あらすじ
ISBN: 9784152101303ASIN: 415210130X
携帯やパソコンの影響で情報革命が起き始めた1996年。父親と同じ新聞の世界に飛び込んだ新潟支局の新米記者・高樹和希のもとに謎の男から不正献金疑惑のタレコミが。背後には、かつて和希の父・治郎に煮え湯を飲まされた政治家の田岡とその息子・稔の影が。
堂場瞬一が描く本作の真髄は、時代の転換点における血の宿命と、言葉の力が激突する凄絶な相克にあります。一九九六年という、アナログからデジタルへと情報が変容する熱気の中で、父の背中を追う新米記者が直面するのは、単なる政治不正ではありません。
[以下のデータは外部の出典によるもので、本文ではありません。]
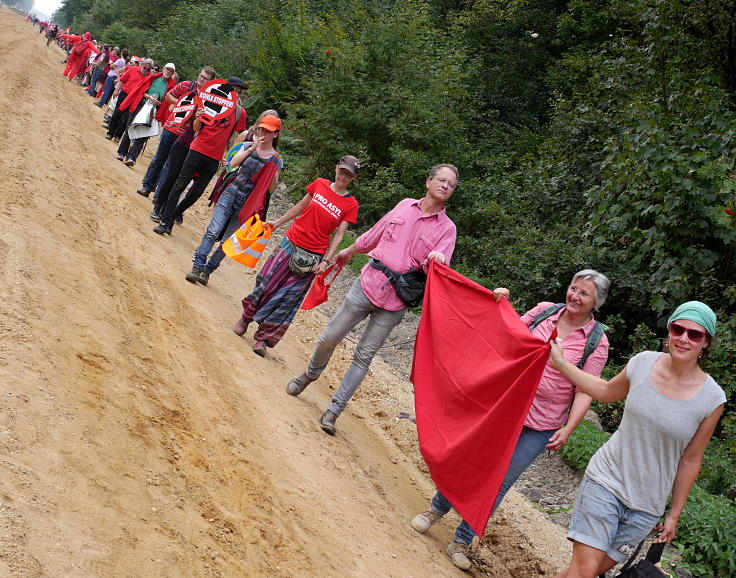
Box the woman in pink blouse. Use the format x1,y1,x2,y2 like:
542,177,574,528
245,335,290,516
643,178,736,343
411,269,610,570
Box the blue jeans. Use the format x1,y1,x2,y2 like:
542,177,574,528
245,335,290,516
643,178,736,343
431,426,557,544
306,277,406,415
194,187,245,273
97,74,118,106
143,130,178,192
87,68,102,96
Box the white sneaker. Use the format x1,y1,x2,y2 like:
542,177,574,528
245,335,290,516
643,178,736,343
447,542,472,570
411,510,443,534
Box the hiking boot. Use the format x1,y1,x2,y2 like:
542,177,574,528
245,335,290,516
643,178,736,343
286,373,314,396
446,542,473,570
319,409,337,436
253,341,267,357
153,221,173,235
411,509,444,534
233,317,248,337
184,267,202,284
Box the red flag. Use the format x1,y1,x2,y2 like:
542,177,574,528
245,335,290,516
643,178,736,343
411,261,549,536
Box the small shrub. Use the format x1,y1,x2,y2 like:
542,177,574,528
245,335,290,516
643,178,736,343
674,486,736,576
562,420,611,471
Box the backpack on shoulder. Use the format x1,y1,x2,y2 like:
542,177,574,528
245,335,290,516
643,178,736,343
529,303,608,369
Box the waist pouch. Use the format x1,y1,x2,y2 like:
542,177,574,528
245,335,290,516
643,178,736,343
370,259,427,307
289,241,322,277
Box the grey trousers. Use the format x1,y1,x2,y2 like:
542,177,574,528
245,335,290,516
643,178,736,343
306,278,406,415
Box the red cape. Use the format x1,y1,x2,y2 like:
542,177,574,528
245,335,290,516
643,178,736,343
120,72,176,113
238,161,278,223
411,261,549,536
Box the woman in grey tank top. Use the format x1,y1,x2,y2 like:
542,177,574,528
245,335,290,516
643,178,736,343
550,301,726,578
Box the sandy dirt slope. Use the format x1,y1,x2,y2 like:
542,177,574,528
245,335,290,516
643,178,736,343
0,9,569,577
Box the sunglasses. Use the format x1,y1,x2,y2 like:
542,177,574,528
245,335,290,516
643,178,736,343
670,323,705,343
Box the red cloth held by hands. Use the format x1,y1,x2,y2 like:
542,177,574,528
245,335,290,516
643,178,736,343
411,261,549,536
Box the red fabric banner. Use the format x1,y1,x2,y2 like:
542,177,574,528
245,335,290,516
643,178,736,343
411,261,549,536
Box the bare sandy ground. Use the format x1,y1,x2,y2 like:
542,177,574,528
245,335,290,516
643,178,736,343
0,9,570,578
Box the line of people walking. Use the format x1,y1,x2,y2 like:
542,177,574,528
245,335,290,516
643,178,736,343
43,19,726,578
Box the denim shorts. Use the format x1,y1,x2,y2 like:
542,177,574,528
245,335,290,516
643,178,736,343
567,476,660,562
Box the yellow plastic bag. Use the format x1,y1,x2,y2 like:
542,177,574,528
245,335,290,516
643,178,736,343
222,214,273,268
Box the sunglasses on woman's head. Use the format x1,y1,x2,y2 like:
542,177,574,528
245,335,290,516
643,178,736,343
670,323,705,343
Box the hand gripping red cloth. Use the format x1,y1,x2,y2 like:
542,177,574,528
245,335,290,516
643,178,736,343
300,261,342,309
411,260,549,537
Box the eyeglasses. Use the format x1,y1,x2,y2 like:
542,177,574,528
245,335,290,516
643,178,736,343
670,323,705,343
434,177,457,191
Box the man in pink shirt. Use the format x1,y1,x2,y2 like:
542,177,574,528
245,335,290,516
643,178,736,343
286,164,458,435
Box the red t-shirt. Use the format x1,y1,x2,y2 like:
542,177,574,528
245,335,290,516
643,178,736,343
286,179,358,253
164,80,196,135
189,108,245,161
118,66,143,95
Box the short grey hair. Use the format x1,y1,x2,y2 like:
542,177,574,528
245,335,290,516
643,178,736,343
570,269,611,310
429,164,460,181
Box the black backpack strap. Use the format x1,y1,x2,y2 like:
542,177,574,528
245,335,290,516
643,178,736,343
529,303,565,331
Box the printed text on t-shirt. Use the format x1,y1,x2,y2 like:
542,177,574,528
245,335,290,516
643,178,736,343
313,193,342,221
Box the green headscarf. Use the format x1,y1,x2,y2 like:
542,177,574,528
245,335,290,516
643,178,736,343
667,301,716,337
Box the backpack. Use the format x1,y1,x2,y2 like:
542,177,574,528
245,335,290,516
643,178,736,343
529,303,608,369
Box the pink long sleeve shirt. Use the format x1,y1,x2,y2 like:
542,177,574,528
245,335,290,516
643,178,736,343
521,301,608,431
355,199,457,311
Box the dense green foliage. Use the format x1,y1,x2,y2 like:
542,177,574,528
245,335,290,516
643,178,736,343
676,486,736,576
56,0,736,568
561,420,611,470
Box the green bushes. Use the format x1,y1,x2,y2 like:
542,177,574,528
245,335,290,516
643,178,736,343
562,420,611,470
675,486,736,577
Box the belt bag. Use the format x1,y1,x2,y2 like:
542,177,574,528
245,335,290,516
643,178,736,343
370,259,427,307
289,241,322,277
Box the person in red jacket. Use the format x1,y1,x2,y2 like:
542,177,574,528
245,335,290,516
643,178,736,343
105,58,153,142
153,77,245,235
117,62,176,167
64,32,92,82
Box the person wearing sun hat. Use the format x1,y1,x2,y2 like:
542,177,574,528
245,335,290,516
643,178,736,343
233,155,360,356
286,162,459,435
550,301,726,578
667,301,716,337
185,110,284,285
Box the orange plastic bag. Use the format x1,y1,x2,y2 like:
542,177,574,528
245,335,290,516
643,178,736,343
301,261,342,309
222,214,273,268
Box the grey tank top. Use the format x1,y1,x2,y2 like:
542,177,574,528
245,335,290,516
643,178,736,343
585,351,726,516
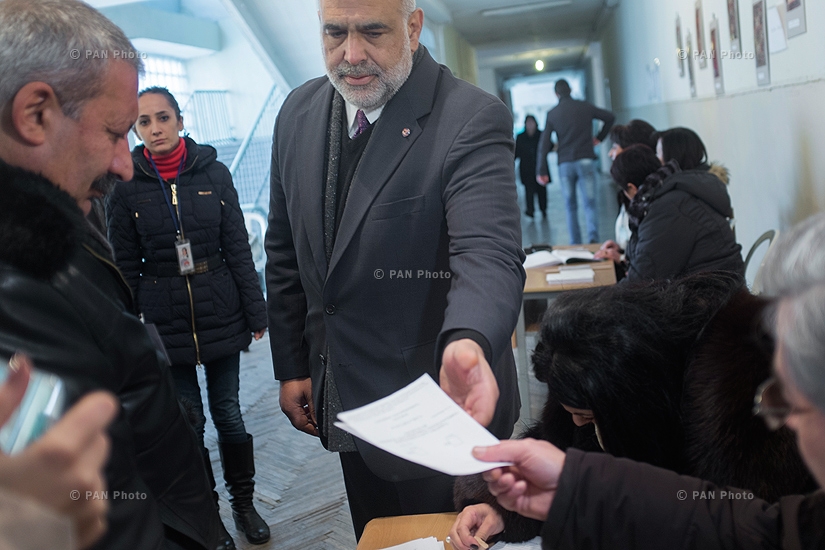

それは世代を超えて連鎖する野望の泥流であり、抗えぬ歴史の奔流そのものです。 泥にまみれながらも真実の一端を掴もうとする青年の葛藤は、情報の価値が激変した現代を生きる私たちに、譲れない矜持とは何かを激しく問いかけます。組織の歯車でありながら個としての正義を貫こうとする小さき者たちの熱き咆哮は、読者の魂を揺さぶり、ページを捲る手を止めさせない圧倒的な筆致で迫ってきます。